Why then would these images be considered artworks forming part of our National Collection when they are so clearly relics and memorabilia of someone’s personal collection? How is something so seemingly commonplace worthy of such scrutiny, devotion, and scholarship?
Dr. Thompson has for much of her career investigated and articulated our collective image as an Anglophone developing nation for much of her career. These snapshots of life from the 1960s through 1980s help us to have an idea of the visual notations of the period and give us a moment to pause and study what exactly was going on in the public psyche at such crucial points in our history.
How we viewed ourselves in the run-up to independence – with stirrings of liberation in the region as other countries declared themselves free of the colony title – and how we position ourselves immediately after. Now almost 44 years later, it’s interesting to see what legacies continue to thrive.
Bahamians, and in particular those of African descent, are no strangers to sitting for portraits. Most of us have had the bright lights set on us in one of the many photo studios throughout the islands.
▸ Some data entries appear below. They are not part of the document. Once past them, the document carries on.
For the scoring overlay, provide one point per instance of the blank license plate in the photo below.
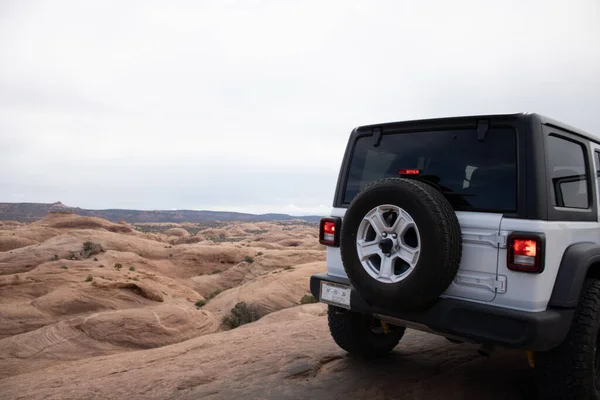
(337, 295)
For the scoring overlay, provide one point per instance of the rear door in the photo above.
(477, 175)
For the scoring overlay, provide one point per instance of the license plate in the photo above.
(337, 295)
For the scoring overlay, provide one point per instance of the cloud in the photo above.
(248, 105)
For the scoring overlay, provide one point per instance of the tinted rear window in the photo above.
(473, 175)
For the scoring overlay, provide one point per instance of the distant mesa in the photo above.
(31, 212)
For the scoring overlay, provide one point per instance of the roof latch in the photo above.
(483, 126)
(376, 137)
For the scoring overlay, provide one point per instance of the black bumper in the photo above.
(481, 323)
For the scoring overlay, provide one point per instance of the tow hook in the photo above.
(531, 358)
(385, 326)
(486, 349)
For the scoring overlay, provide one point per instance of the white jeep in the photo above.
(481, 229)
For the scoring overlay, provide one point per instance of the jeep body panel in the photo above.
(508, 307)
(476, 322)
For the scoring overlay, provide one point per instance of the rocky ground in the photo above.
(143, 319)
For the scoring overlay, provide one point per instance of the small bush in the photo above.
(241, 314)
(200, 303)
(308, 299)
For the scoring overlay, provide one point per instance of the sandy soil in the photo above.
(123, 323)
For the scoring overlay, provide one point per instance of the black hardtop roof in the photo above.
(470, 119)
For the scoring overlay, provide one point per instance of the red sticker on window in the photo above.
(409, 172)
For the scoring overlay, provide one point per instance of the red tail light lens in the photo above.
(525, 252)
(329, 231)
From the time of Jacob Coonley – whose images are roughly a century earlier than this one we see now – Bahamians have been subject to knowing ourselves through a very particular, very colonial lens. This is in no small part the reason we are so subject to ‘respectability politics’ – that is, we have a certain compulsion to always ‘look the part’ and act like the paragons of good black folks. It is not lost on us that the signs of what is counted as ‘respectable’ were handed down from British Colonial rule, we know what it looks like: well spoken (no vernacular!), well groomed and aptly dressed to look the part with no regard for the sweltering hot weather. If you don’t have much money, you should at least look like you do.
This is precisely the reason why these prepubescent girls are dressed to look so virtuous: not only are they supposed to be the epitome of grace and innocence within the church, but they also must ‘play their part’ as young Bahamian girls of African descent. This is one of the relics of our colonial past that we have clung to, using Christianity as a way to show our moral repute. It also provides another reason as to why this image is interesting. Though many during the 70’s and 80’s in The Bahamas were shaking off the colonial shackles and embracing the unabashedness of black American culture, these girls still quite literally hold a light to the past.
How we frame our children in staged photographs like this, says a lot about how we wanted to set the stage for our hopes and dreams as a people trying to find themselves and their identity at a time when knowing yourself as a nation felt much like walking through quicksand. It was treacherous territory indeed. At this time we most easily embraced our African roots through American-mediated expressions of blackness, when previously we had only come to know ourselves through a British gaze – which, quite frankly, didn’t quite fit us either. We were no longer British, but what were we? Certainly not American either, but the celebration of afros and Afro-centrism amongst the black populace helped give us a glimpse into what was possible, and that was the point – we needed to think of possibility, of potential.
In this way, we can look at this portrait of the girls as a narrative of the time, as a gleaming white beacon of hope we had for our virtuousness and prosperity as a nation being born through independence. Portraits can act as just that, as a way to tell stories and to know a place and a people from a time long gone. Landscapes taken in real-time, however, can offer us an insight of our lived and felt realities, the palpability of our experience – as we can see in Tamika Galanis’ documentary images of Over the Hill communities the National Exhibition 8.
Little boys with ice-cream around their mouths who don’t want to smile for photos because they ‘ain’ soft,’ because they ‘is man’ despite their youth: it’s an entirely different vision to the young brides pictured in the 1970s. Painted Colonial backdrops from the 1870s showing English stately homes gave way to curtains being drawn over them 100 years later, which then gave way to the lived cultural backdrop we see now. The curtain was literally closed on colonial backdrops during Sawyer’s time as we tried to renegotiate our sense of self, and while we know and accept that it is part of the history, almost 50 years later we are using our backdrops more now, setting our stage, or not setting a stage at all: Galanis merely watched, spoke, and waited for the right moment to offer images of our lived truths, and that is perhaps something we never quite imagined we would witness 150 years ago.